ATP’s first of two December festivals (one week prior to the Ten Years Of ATP weekender) promises three days of loud noise, with My Bloody Valentine on hand curating and choosing the line-up.
Kevin Shields and his band are not only down on the schedule to play Friday, Saturday and Sunday night, but promise a rehearsal show, for which we arrive a day early.
Unfortunately it never quite happened. Technical difficulties meant that at 11pm, it was finally announced that the intimate show would be cancelled. Disappointing maybe, but at least we awake on Friday morning already safely ensconced at Butlins, and check-in was trouble-free.
The festival finally gets underway after 4pm with The Wounded Knees. It’s a fairly gentle and innocuous start to proceedings with the band jangling away proficiently enough for us to check our diaries just to make sure that it’s not 1986.
It isn’t long before the first real star of the weekend begins to shine. Josh T Pearson (one time member of Lift To Experience) takes to the stage looking like some kind of cowboy Jesus. Accompanied just by Lift To Experience’s former drummer, we’re treated to two thirds of their line up.
With a voice that drips like melted mahogany he instantly demands attention. Whether he’s toying with the audience by briefly blasting out the opening chords of My Bloody Valentine’s Only Shallow or taking them on a tortured trawl through the dusty derelict corners of his life, Pearson is magnetic.

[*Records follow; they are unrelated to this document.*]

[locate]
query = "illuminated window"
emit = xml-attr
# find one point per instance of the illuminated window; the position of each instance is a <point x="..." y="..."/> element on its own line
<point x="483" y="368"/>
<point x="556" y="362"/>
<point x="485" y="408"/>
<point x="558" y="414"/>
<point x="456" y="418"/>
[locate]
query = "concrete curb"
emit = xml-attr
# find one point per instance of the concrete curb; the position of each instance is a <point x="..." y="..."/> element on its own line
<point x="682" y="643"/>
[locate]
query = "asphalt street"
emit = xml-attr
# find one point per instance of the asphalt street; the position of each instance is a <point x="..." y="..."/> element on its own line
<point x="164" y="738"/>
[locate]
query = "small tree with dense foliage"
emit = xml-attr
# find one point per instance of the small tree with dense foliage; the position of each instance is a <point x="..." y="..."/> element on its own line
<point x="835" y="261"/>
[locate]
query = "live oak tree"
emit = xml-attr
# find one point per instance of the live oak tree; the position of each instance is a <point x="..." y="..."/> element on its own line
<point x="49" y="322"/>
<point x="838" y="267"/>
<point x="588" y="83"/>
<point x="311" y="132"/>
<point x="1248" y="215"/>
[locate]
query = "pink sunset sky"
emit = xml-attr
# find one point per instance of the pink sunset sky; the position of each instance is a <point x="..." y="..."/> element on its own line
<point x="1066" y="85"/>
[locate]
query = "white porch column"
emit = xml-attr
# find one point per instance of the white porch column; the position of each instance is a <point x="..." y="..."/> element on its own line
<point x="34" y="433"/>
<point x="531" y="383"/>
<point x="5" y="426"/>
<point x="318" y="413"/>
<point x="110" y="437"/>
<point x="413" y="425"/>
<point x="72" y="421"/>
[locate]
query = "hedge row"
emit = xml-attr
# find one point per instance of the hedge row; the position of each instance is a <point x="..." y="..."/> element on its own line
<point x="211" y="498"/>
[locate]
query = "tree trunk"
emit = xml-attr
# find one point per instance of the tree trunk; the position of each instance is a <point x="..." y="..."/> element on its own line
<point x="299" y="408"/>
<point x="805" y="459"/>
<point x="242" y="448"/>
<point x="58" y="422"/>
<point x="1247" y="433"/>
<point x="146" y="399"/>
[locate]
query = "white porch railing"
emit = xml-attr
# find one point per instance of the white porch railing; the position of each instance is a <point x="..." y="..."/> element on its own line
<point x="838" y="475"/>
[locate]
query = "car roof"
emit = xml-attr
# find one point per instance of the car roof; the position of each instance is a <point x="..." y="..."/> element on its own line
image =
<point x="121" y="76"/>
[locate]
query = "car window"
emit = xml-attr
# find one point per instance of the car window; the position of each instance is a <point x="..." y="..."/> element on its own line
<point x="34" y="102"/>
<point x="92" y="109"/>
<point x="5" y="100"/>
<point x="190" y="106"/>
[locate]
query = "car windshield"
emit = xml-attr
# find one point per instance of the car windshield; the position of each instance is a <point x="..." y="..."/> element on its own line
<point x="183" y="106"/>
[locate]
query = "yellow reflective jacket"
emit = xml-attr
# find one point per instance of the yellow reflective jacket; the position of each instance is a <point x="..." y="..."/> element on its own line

On the main stage De La Soul kick the party off in earnest. It’s hard to believe that it’s been 20 years since 3 Feet High and Rising, but the positivity of the album, and of the band itself, is in clear evidence as they run through their set. Pos and Trugoy are beaming as they take the crowd in their palms and evoke a real carnival atmosphere.
Participation is the key to De La Soul’s performance, and as the classics pour from the stage, it’s impossible not to throw your hands in the air and join the party. Throwing in favourites Ring Ring Ring (Ha Ha Hey) and Gorillaz track Feel Good Inc gets the weekend up and boogying.
Over on the Centre Stage J Mascis is making his first appearance of the weekend drumming with Witch. Switching from the feel good vibes of De La Soul to Witch’s stoner rock is jarring at first, but the impeccable riffing is stunningly primal and easy to get lost in. It’s as if Volume 4 era Black Sabbath are being channelled through the band. It’s a pity that they clash with De La Soul’s set, because to have to miss any of either band is something of a wrench.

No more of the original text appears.